Uncertainty Quantification (UQ)#

Uncertainty quantification (UQ) is an emerging field in applied mathematics that aims to quantify uncertainties in mathematical models as a result from error propagation in the modeling process. This is especially important since we use the model, i.e., the potential, to predict material properties that are not used in the training process. Thus, UQ process is especially important to assess the reliability of these out-of-sample predictions.

In UQ process, we first quantify the uncertainty of the model parameters. Having found the parametric uncertainty, then we can propagate the uncertainty of the parameters and get the uncertainty of the material properties of interest, e.g., by evaluating the ensemble that is obtained from sampling the distribution of the parameters. As the first uncertainty propagation is more involved, KLIFF implements tools to quantify the uncertainty of the parameters.

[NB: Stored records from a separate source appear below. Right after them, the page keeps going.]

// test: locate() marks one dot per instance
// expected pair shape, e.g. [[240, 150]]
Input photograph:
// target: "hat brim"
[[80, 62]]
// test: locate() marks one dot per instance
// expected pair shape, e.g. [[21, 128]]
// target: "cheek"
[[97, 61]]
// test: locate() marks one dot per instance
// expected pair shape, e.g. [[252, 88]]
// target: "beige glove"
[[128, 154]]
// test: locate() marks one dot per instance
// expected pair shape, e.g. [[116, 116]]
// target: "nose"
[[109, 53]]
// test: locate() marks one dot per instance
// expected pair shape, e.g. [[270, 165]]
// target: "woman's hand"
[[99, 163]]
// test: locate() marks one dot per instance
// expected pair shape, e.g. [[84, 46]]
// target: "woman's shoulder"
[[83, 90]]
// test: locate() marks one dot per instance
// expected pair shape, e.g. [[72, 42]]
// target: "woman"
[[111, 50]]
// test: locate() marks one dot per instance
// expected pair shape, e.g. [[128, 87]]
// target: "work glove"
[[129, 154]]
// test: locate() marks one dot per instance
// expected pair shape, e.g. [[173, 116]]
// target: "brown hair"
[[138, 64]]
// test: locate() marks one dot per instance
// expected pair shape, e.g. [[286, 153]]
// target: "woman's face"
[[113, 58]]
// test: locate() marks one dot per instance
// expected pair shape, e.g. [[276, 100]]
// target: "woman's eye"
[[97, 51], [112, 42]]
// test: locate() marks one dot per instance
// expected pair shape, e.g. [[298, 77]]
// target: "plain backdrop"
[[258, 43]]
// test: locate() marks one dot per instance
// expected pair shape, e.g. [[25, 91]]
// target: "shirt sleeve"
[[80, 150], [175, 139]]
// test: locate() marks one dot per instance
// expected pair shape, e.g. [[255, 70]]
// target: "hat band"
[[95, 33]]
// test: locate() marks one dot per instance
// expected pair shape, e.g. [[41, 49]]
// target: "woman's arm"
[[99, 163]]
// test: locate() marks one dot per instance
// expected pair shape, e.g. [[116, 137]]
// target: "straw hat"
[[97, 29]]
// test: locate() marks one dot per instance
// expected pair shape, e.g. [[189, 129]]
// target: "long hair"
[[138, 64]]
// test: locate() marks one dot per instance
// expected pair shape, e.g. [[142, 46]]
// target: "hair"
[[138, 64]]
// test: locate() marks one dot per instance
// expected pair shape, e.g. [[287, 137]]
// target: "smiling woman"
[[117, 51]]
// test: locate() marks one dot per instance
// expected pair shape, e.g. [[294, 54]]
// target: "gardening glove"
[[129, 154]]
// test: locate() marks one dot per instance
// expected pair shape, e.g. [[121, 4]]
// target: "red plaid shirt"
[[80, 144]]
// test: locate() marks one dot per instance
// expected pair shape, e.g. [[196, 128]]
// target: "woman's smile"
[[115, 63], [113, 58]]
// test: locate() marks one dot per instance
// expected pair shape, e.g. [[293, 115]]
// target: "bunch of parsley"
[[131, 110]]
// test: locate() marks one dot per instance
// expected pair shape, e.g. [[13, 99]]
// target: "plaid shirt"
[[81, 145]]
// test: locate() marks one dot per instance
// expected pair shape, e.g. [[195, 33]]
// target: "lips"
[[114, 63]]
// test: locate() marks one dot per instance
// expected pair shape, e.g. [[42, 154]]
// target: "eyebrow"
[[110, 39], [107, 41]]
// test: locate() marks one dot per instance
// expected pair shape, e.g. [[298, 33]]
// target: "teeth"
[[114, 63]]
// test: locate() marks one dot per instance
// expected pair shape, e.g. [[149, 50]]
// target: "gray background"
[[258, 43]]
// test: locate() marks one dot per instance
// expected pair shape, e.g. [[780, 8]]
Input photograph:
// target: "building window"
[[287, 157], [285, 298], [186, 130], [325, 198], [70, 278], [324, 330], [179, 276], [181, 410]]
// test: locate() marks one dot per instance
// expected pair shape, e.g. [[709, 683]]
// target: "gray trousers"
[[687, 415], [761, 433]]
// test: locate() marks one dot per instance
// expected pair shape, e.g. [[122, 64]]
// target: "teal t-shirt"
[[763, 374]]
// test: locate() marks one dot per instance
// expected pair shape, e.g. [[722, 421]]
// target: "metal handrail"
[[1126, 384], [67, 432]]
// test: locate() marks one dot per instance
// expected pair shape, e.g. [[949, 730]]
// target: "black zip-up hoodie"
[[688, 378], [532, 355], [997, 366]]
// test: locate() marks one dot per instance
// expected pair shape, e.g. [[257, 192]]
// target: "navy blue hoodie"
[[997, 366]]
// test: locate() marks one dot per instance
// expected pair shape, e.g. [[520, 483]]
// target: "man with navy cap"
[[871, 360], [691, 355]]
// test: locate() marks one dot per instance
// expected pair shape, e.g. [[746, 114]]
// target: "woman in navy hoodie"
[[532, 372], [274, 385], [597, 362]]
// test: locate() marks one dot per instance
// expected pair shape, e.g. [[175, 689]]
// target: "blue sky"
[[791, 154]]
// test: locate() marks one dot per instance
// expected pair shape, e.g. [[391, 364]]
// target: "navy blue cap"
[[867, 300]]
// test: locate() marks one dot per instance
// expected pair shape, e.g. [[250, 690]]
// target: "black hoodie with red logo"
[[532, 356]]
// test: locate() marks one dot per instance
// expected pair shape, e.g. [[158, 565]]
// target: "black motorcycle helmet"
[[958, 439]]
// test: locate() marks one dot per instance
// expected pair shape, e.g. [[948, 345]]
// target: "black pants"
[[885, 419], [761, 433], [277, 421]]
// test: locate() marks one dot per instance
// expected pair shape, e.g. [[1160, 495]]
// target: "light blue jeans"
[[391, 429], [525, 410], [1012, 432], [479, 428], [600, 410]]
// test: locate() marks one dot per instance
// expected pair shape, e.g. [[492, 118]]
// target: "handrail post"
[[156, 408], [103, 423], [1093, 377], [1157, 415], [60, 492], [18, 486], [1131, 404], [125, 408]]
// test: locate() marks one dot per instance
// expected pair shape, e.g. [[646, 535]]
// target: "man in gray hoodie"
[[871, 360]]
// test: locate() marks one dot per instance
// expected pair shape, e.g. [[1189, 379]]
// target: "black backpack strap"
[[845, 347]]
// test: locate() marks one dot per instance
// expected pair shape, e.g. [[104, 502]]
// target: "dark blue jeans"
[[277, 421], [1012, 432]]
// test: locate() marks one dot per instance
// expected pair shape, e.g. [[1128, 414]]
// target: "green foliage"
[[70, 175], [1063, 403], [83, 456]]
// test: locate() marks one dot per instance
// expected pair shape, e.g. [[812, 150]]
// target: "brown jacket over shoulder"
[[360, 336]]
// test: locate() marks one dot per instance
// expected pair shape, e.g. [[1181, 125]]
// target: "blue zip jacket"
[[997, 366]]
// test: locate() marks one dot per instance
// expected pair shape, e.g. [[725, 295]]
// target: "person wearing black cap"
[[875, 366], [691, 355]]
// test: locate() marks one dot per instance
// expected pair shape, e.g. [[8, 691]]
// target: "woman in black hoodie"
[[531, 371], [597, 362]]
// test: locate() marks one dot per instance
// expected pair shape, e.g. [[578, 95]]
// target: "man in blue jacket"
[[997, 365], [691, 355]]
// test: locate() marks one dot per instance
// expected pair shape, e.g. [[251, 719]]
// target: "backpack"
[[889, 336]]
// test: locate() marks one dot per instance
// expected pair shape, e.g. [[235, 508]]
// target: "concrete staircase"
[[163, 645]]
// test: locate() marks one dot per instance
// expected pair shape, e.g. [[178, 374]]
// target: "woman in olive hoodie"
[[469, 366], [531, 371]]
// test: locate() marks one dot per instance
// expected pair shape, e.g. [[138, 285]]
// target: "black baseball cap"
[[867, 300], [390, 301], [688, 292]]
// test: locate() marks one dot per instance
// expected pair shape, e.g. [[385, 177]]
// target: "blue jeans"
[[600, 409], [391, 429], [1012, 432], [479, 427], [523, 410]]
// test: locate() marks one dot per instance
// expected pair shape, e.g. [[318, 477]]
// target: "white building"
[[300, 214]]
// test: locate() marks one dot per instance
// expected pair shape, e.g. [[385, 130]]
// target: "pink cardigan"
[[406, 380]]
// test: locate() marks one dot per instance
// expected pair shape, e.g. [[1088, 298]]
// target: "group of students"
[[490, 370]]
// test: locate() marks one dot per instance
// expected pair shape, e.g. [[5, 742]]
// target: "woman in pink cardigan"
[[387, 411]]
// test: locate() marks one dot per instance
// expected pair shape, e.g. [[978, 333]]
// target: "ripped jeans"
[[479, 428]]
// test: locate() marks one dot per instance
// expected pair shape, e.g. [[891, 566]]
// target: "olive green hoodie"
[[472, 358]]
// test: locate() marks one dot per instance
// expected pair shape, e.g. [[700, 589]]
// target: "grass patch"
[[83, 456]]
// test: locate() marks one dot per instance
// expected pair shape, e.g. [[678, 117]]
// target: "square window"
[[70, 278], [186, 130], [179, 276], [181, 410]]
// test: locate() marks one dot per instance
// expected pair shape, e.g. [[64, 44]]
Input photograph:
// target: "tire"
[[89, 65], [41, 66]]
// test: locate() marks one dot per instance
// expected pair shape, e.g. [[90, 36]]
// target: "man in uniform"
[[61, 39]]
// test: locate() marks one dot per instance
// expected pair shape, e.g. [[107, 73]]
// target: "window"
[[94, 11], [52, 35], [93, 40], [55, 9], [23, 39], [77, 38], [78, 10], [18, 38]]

The Bayesian Markov chain Monte Carlo (MCMC) is the UQ method of choice for interatomic potentials. The distribution of the parameters is given by the posterior P(\bm \theta | \bm q). By Bayes’ theorem

P(\bm \theta | \bm q) \propto L(\bm \theta | \bm q) \times \pi(\bm \theta),

where L(\bm \theta | \bm q) is the likelihood (which encodes the information learned from the data) and \pi(\bm \theta) is the prior distribution. Then, some MCMC algorithm is used to sample the posterior and the distribution of the parameters is inferred from the distribution of the resulting samples.

The likelihood function is given by

L(\bm \theta | \bm q) \propto \exp \left( -\frac{\mathcal{L}(\bm \theta)}{T} \right).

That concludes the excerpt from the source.